Kendini tutamıyordu, Aria nın ona söyledikleri onu öylesine sinir etmişti ki bunu durduramıyor,  eli sürekli Aria ya gidiyordu.

Sağ elini Aria ya uzattı, sol eli ile de kafasını tutmaya devam etti. Aria korku içinde geri çekildi, Andrew acı içinde bağırdı.

Aria geri adım atarken;

" Sen busun Andrew,  vahşi bir hayvansın, önüne gelene saldıran bir hayvan.

Eiriyi hak etmiyorsun. " dedi.

Andrew deliye döndü, " Eiriyi hak etmiyorsun " mu?
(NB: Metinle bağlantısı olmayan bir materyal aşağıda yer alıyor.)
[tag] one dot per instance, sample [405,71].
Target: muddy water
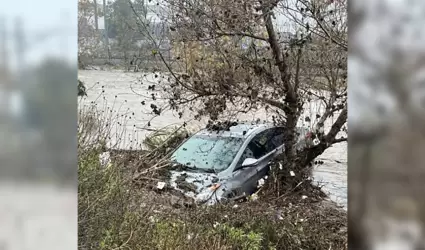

Andrew içinden

" Ben mi? Ben mi onu hak etmiyorum!?" diye düşündü.

Zor bela ayağa kalktı, Arianın içindeki korku zirveye çıkmıştı, adeta karşısındaki bir insan değilde; bir canavar gibiydi.

Andrew, Aria nın üstüne atıldı, onu boğazından tutarak havaya kaldırdı ve sertçe yere savurdu.

Aria acı içinde hiç bişe yapamıyordu, yere çarpmanın etkisi ile nefes alamıyordu, boğuluyordu.

Andrew, Aria yı kaldırdı ve duvara yaslayarak tüm gücü ile bağıra çağıra onu yumruklamaya başladı, onu tutabilecek kimse yoktu.

Kısacık hayatı gözlerinin önünden bile geçemeyen Aria,  son nefesinde ki düşüncesi " Canavar" idi, Andrew ona göre bir canavardı.

Sonunda durdu, attığı yumrukların etkisi ile duvarda çatlaklar açılmış, Aria nın ufak bedeni tanınmaz hale gelmişti.

Andrew nefes nefeseydi, öfke beynini ele geçirmiş, Zenith sürekli ona gözükerek sinirini katlıyordu.

Yere yığıldı, sırt üstü yatarak nefes almaya, sakinleşmeye çalıştı.

Bir kaç dakika yerde kaldı, yavaş yavaş öfke bedenini terk etmeye başladı,  siniri yavaş yavaş diniyordu.

Sonunda sakinleşmişti, ayağa kalktı ve Aria nın yerde yatan bedenine baktı.

Gözleri korkudan sonuna dek açılmış, son nefesinin bu kadar hızlı geleceğini bilmeyen ufak bir kız çocuğu.

Andrew'in içinde ki bazı şeyler paramparça olmuştu,  amaçları ve idaeleri uğruna bir çocuğu mu öldürmüştü?

Andrew'in içi kan ağlıyordu, böylesine büyük bir gücün sahibi kendisi idi ancak dengesiz bir ruh hali ve öfkesi vardı, buda karşısında neyin olduğu fark etmeksizin katletmesine sebep oluyordu.

İçinden " Keşke o patlamada bende ölseydim" diye geçirdi.

Aria nın ölü bedenini kucakladı, dizlerinin üstüne oturdu ve ona sarıldı, ağlayarak;

" Özür dilerim, özür dilerim..." diye sayıklamaya başladı.